Our heroes: Stacy Haiduk got her first major movie role in LUTHER THE GEEK (1990) and also appears in the TV series SUPERBOY (1988-1992), SKETCH ARTIST (1992), vampire series KINDRED: THE EMBRACED (1996), and many more, but found success in the soapier side of things with MELROSE PLACE (1997), ALL MY CHILDREN (2007-2008), DAYS OF OUR LIVES (2010), and THE YOUNG AND THE RESTLESS (2009-2016). David Naughton may be most well known for his role in AN AMERICAN WEREWOLF IN LONDON (1981), but he can also be found in THE SLEEPING CAR (1990), AMITYVILLE: A NEW GENERATION (1993), anthology horror BODY BAGS (1993), ICE CREAM MAN (1995), and more up to this day.
Our villains: Michael Cerveris pops up in the misguided sequel ROCK ‘N’ ROLL HIGH SCHOOL FOREVER (1991), CIRQUE DU FREAK: THE VAMPIRE’S ASSISTANT (2009), STAKE LAND (2010), and television series FRINGE (2008-2013) where he played The Observer, the most memorable role of his career thus far. Scott Burkholder (Toby) can also be seen in HOUSE IV (1992) and SKETCH ARTIST II: HANDS THAT SEE (1995). Paul Lieber (Oscar) showed up in GURU THE MAD MONK (1970) and KING OF CALIFORNIA (2007). Brian Backer (Norman) appeared in THE BURNING (1981) and FAST TIMES AT RIDGEMONT HIGH (1982). And John J. York (Craig) is best remembered for his starring turn in television series WEREWOLF (1987-1988).
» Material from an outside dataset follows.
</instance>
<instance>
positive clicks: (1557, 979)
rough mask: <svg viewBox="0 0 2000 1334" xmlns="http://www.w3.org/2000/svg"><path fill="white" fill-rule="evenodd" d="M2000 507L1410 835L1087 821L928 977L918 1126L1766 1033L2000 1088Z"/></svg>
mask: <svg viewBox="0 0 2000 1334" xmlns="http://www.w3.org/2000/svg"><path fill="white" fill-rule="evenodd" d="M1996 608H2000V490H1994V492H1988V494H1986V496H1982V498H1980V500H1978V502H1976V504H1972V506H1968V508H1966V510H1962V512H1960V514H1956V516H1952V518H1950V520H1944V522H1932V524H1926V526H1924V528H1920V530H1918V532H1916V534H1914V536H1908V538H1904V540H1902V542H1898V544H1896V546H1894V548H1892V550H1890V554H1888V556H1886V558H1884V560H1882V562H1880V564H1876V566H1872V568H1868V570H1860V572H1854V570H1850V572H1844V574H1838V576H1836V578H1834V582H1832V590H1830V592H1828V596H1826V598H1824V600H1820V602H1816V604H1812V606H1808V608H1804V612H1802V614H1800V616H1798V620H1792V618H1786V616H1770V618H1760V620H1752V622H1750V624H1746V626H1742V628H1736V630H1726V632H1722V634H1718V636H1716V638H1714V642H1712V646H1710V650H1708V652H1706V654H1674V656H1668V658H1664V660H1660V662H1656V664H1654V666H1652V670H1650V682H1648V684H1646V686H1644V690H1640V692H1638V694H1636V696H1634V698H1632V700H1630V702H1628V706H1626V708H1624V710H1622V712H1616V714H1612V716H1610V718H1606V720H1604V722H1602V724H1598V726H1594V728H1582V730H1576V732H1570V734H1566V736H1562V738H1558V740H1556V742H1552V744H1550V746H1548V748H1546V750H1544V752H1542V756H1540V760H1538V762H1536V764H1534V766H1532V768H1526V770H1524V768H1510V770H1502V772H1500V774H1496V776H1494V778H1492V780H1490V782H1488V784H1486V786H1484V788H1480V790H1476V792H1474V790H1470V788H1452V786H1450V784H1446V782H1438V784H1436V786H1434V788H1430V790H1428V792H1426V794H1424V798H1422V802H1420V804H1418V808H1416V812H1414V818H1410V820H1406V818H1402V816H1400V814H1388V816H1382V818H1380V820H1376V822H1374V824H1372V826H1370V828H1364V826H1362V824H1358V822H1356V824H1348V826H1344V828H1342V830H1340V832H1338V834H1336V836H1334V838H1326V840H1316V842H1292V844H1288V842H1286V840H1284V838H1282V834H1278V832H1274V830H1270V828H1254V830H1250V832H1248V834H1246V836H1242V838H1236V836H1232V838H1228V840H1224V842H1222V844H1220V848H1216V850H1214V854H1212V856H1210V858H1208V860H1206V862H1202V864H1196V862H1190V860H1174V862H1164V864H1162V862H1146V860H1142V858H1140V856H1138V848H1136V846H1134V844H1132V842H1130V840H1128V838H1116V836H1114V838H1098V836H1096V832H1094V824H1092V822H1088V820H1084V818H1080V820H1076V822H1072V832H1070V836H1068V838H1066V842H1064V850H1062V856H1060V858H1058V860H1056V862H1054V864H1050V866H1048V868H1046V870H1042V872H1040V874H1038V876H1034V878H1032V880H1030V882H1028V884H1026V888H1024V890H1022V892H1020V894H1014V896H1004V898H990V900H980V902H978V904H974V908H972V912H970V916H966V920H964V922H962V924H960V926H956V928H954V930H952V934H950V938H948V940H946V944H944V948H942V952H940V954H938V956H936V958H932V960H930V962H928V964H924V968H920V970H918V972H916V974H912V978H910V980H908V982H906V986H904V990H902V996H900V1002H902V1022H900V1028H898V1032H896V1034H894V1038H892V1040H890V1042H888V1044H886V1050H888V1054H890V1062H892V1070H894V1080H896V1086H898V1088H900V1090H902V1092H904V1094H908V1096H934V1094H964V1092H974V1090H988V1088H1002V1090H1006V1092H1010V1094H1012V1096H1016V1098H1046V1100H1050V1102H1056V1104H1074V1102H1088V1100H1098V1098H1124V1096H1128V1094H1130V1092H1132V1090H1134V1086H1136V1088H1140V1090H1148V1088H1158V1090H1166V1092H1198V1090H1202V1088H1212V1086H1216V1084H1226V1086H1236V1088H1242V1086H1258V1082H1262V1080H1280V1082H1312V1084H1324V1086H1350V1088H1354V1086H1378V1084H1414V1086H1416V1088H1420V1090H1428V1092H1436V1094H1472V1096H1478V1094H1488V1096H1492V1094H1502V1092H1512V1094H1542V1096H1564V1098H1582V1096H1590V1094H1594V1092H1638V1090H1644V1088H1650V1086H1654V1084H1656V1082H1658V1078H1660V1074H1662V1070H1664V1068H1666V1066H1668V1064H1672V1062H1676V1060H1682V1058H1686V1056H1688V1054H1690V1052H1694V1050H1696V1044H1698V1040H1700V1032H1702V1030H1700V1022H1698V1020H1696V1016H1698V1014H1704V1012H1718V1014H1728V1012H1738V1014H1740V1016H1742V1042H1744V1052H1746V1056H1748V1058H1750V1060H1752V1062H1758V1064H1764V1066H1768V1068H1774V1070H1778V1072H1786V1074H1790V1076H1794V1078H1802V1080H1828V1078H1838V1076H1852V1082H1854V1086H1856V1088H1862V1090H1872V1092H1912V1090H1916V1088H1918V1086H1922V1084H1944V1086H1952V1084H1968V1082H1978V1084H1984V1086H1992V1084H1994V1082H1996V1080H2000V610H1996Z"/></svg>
The supporting players here put in some strong performances—in some cases more memorable than our leads! Nick Tate (Duncan) played Alan Carter in sci-fi series SPACE: 1999 (1975-1977), while David L. Lander (Schumann) will forever be known as Squiggy from LAVERNE AND SHIRLEY (1976-1983).
Too bad for us that the Fonz never showed up. He may have kept STEEL AND LACE from jumping the damn shark.